To see how this poison works, read the recent Policy Exchange study of Britain’s Muslim communities, Unsettled Belonging. At first sight, the news is good. Altogether, 90% of those surveyed condemned terrorism. Most British Muslims, we read, have “fundamentally secular interests and priorities”. Only 7% said they did not feel a strong sense of belonging to the UK.
But read on. Nearly half said they did not want to “fully integrate with non-Muslims in all aspects of life”, preferring some separation in “schooling and laws”. Asked whether they would support the introduction of sharia, 43% said yes. And 1 in 10 British Muslims oppose the prohibition of tutoring that “promotes extreme views or is deemed incompatible with fundamental British values”.
Worst of all, nearly a third (31%) of those surveyed believe that the American government was responsible for 9/11. Get this: “More people claimed that the Jews were behind these attacks (7%) than said it was the work of al-Qaeda (4%).”
After 7/7, the government’s anti-terrorism strategy was designed to “Prevent” people from becoming terrorists or supporting terrorism. The Counter-Terrorism and Security Act 2015 even placed a duty on the police, prisons, local authorities, schools and universities to stop people “being drawn into terrorism”. When she was home secretary, Theresa May vowed “systematically [to] confront and challenge extremist ideology”. For this she was denounced by the usual suspects, notably the Muslim Council of Britain, Hizb ut-Tahrir, Cage and the Islamic Human Rights Commission. But the reality is that Prevent has not prevented enough.
The problem is that it’s very hard to stop a network such as this one flourishing when it can operate even in jails.

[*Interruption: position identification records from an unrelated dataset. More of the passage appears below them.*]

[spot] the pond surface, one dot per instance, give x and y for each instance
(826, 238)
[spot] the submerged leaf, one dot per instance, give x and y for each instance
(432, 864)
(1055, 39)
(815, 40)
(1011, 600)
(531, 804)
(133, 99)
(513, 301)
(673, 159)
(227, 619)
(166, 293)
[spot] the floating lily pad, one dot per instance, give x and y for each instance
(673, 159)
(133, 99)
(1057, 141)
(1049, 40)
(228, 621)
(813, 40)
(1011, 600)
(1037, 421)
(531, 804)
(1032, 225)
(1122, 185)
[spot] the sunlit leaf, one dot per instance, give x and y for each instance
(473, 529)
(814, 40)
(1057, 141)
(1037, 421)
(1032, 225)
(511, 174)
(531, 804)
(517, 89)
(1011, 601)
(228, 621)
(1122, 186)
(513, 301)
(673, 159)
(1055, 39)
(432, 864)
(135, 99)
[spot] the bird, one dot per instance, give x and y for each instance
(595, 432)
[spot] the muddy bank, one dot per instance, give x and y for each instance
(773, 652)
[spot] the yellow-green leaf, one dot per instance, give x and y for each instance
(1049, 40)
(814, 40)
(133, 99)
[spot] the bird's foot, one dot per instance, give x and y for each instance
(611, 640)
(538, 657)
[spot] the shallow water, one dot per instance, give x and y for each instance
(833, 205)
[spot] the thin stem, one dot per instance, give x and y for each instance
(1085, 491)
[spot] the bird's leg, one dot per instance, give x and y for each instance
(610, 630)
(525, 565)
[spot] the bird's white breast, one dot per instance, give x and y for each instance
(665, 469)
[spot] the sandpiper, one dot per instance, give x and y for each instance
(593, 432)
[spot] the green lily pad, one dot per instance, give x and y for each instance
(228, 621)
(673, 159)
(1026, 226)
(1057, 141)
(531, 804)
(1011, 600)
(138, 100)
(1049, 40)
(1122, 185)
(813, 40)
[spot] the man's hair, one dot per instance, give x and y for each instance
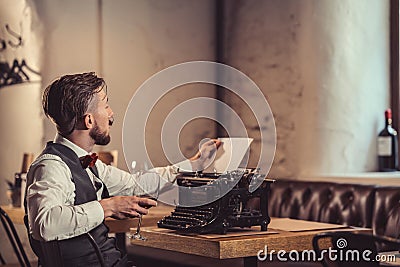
(67, 99)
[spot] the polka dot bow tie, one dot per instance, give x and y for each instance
(88, 160)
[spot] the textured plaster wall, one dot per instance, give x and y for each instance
(324, 68)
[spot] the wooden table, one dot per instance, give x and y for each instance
(283, 234)
(119, 227)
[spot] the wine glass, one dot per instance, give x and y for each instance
(151, 195)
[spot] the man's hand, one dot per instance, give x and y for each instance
(206, 155)
(122, 207)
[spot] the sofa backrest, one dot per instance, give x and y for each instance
(349, 204)
(386, 211)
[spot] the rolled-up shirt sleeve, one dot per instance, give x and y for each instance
(50, 202)
(120, 182)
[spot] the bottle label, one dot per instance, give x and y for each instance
(384, 146)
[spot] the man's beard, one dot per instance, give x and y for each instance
(99, 138)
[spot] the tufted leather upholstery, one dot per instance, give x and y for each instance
(349, 204)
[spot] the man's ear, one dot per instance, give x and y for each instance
(89, 121)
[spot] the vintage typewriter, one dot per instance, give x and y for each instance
(235, 205)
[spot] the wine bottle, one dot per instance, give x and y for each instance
(387, 146)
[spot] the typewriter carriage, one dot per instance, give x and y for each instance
(235, 205)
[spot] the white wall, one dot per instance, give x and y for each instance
(324, 68)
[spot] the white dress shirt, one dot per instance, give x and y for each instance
(51, 193)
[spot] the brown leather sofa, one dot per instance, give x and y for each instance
(370, 206)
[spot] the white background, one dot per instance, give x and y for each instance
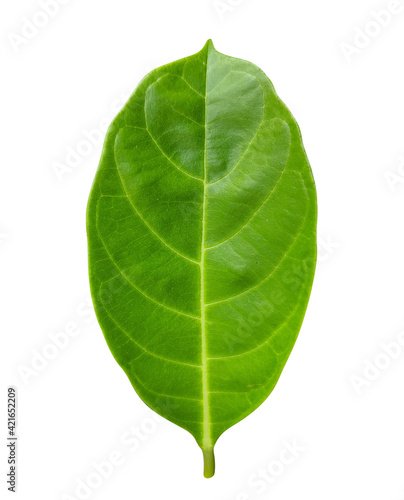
(78, 408)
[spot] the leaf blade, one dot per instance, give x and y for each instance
(201, 225)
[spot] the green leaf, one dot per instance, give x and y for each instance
(201, 230)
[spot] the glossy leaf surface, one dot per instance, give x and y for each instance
(201, 229)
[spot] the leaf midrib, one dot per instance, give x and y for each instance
(206, 438)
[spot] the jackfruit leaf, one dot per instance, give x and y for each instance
(201, 230)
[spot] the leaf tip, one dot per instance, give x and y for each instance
(209, 45)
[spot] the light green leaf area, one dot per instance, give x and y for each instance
(202, 247)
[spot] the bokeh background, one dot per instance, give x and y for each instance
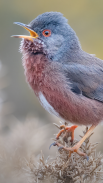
(25, 127)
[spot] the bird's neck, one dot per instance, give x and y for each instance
(34, 66)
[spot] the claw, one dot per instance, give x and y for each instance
(59, 148)
(53, 144)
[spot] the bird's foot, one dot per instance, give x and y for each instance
(68, 130)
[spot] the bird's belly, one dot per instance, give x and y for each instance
(81, 110)
(46, 105)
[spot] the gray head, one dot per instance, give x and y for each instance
(54, 36)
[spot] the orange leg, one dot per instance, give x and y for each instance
(69, 129)
(77, 146)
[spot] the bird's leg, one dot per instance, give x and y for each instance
(77, 146)
(69, 129)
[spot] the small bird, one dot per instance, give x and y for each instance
(67, 81)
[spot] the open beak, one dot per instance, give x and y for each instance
(33, 34)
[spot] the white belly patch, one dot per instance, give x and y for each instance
(46, 105)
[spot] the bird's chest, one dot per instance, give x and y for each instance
(34, 71)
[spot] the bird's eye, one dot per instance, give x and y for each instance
(46, 33)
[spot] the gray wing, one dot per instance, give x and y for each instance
(86, 80)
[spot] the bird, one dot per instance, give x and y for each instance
(67, 80)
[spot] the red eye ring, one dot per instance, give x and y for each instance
(46, 32)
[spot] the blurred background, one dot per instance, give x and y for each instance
(25, 127)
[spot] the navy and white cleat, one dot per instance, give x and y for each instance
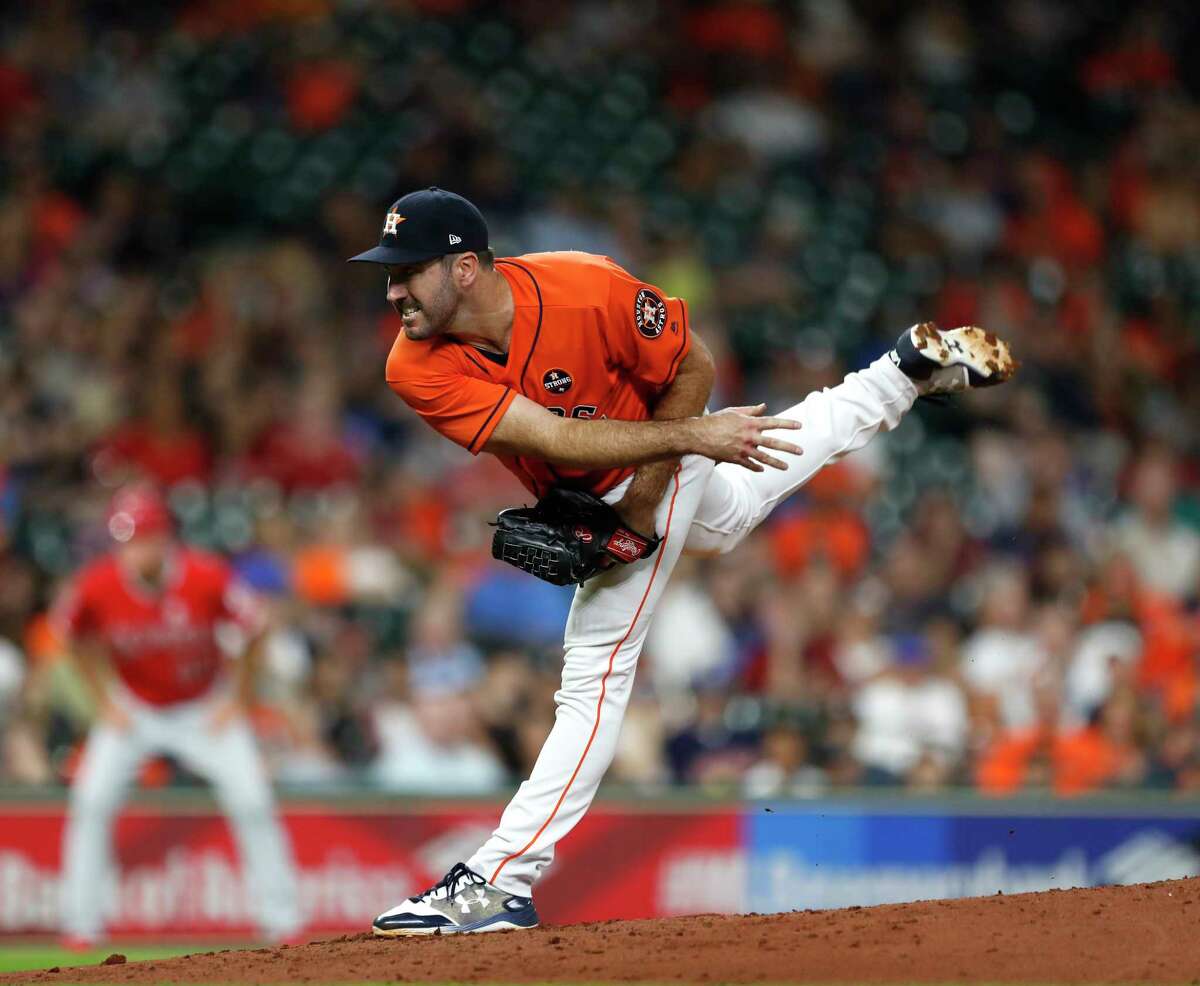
(952, 360)
(462, 902)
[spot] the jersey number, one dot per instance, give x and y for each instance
(579, 410)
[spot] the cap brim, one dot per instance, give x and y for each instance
(382, 254)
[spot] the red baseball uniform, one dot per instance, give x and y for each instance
(162, 643)
(588, 341)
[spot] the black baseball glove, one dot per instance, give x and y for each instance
(567, 537)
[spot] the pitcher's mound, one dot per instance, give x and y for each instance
(1147, 933)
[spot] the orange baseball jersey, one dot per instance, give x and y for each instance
(588, 341)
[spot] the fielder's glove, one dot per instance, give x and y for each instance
(567, 537)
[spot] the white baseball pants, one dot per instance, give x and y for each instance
(227, 758)
(706, 509)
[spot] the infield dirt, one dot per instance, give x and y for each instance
(1145, 933)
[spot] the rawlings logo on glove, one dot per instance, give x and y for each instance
(567, 537)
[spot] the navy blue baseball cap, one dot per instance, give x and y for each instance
(425, 224)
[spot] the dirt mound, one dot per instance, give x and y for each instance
(1109, 935)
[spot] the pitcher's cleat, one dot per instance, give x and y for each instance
(462, 902)
(952, 360)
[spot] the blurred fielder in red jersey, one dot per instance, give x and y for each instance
(142, 626)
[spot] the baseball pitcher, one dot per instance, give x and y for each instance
(591, 386)
(141, 624)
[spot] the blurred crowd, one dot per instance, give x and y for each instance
(1002, 594)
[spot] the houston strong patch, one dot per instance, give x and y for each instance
(649, 313)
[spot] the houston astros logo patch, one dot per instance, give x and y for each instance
(649, 313)
(557, 380)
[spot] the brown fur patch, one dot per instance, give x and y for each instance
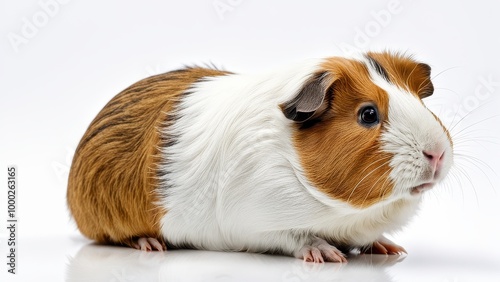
(112, 182)
(406, 73)
(339, 156)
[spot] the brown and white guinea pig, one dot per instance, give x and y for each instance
(324, 156)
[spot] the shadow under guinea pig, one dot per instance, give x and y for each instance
(109, 263)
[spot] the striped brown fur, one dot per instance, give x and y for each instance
(112, 181)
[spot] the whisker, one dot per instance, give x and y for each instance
(373, 185)
(466, 175)
(355, 187)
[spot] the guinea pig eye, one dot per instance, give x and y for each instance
(368, 116)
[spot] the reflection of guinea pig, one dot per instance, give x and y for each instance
(327, 155)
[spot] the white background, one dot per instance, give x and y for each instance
(60, 63)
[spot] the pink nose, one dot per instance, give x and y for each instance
(435, 159)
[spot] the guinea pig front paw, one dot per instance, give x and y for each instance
(384, 246)
(149, 244)
(319, 252)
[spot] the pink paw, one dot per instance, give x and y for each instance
(385, 247)
(149, 244)
(319, 252)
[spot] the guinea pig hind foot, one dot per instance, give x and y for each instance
(385, 247)
(319, 251)
(149, 244)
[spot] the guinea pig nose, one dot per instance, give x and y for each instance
(434, 157)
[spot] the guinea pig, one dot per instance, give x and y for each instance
(312, 161)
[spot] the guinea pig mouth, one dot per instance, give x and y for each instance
(421, 188)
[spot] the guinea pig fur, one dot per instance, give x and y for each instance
(309, 161)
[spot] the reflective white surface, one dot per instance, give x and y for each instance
(73, 258)
(54, 84)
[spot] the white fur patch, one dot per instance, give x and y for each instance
(234, 179)
(411, 128)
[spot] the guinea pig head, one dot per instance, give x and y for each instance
(362, 132)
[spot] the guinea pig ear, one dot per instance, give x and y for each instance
(309, 100)
(424, 87)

Figures published by the Ministry of Justice show the number of Muslims in prison (for all types of offence) more than doubled to 12,255 between 2004 and 2014. One in seven inmates in England and Wales are Muslim. Guess what goes on inside. Clue: it’s not like an episode of Porridge.
This problem isn’t going away. Ask the French. About 8% of the French population is Muslim, which is roughly the proportion the Pew Research Centre projects it will be in Britain by 2030. The French authorities estimate that they have 11,400 radical Islamists. And about 60% to 70% of the French prison population is Muslim.
If you haven’t read Michel Houellebecq’s Submission, about an Islamist takeover of France, now might be a good time. Alternatively, you can “drink tea and jolly well carry on” — though it’s hard to do that when your head’s in the sand.